Можно было начинать акцию.

Первый этап – вспомогательный: концентрация в гетто.

Второй – основной: депортация в Транснистрию.

И третий – окончательный…

Первый этап начался 10 января 1942 года и, естественно, ознаменовался появлением на улицах города приказа.

Но нет, не Приказа № 35, как можно было ожидать, а совершенно другого приказа, носящего номер 7.

Приказ № 7

Одесса, 10 января 1942 года, суббота

Время как будто остановилось…

Пусто в городе. Тихо. Идет мелкий снег.

Редкие прохожие спешат, жмутся к стенам домов.

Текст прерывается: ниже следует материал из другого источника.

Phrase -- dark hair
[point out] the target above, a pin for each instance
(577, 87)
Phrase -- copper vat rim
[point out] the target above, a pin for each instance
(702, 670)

Румынские патрули, натянув на уши теплые шапки-качулы, обходят улицы, не давая себе труда даже выборочно проверять документы.

Завтра уже все изменится.

Завтра весь город взорвется выстрелами, плачем, стенаниями…

Завтра весь город заполнится толпами евреев, идущими в гетто.

Это те, кто еще остался в живых.

Те, кого еще не повесили, не расстреляли, не сожгли, не угнали в Богдановку.

Сегодня они идут в гетто.

Идут пешком через весь город.

С узлами, кошелками, чемоданами.

Несут на руках детей, тянут нагруженные скарбом детские саночки, толкают детские коляски. Волочат своих стариков, тащат калек на носилках…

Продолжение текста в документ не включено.